Сталин сразу сообразил, что проигрывает партию и может запросто переехать из кремлевского кабинета в подвал Лубянки. Плюнув на свободные выборы, он пообещал взалкавшей террора ленинской гвардии таких репрессий, что мало никому не покажется. На том и порешили… Слово свое Иосиф Ужасный, как известно, сдержал: к 39-му в живых не осталось почти никого из тех, кто хотел помахать железной пролетарской метлой…
Собственно, об этом и рассказывала большая статья, приготовленная для публикации в «Правде». Но потом, собрав наверху закрытое совещание, рассудили: советский народ еще не готов к запутанной и непонятной правде о том странном времени, люди привыкли к тому, что во всем виноват Сталин, и теперь, на сложном политическом повороте, морочить общественность хитросплетениями давней политической борьбы совсем даже не стоит. К тому же среди прорабов, мастеров и подмастерьев Перестройки числилось немало потомков погибших соратников Красного Эвалда, и обижать их в трудную эпоху ускорения было бы непростительной ошибкой. В общем, постановили: поскольку от исторической правды в конечном счете все равно никуда не деться, отложить обнародование этой самой правды до лучших в познавательном смысле времен.
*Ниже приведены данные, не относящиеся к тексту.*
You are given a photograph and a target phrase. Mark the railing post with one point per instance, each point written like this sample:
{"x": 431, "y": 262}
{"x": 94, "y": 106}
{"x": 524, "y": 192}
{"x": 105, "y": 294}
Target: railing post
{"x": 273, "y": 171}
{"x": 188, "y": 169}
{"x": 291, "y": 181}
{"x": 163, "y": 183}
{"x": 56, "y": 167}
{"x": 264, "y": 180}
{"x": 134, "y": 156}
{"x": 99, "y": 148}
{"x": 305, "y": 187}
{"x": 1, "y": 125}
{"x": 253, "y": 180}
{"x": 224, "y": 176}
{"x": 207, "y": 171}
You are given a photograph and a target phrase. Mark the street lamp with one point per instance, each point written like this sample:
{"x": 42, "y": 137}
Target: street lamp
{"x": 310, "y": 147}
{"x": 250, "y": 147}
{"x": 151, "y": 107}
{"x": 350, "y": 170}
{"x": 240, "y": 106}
Валентин Петрович, участвовавший в том закрытом совещании, вышел из зала, как раненый. «Святой человек» сразу осознал, что именно по тому кровавому лимиту, выбитому на пленуме Красным Эвалдом, и был арестован на Урале его отец, Петр Викентьевич, земский врач, мобилизованный белыми, как доктор Живаго, в 1919 году. Потом послужил он и красным, даже заведовал горбольницей, но своей пули все-таки дождался, пусть и через много лет после окончания Гражданской войны. Обессиленный всем этим, Валентин Петрович сказался больным и несколько дней не выходил из комнаты с зайчиками, обсуждая, наверное, с этими понятливыми зверьками глумливую жестокость жизненных обстоятельств и то, над какими невероятными безднами носятся людские судьбы, гонимые мусорными ураганами истории. Потом он как ни в чем не бывало появился на службе, но портрет покойной жены с его рабочего стола исчез навсегда.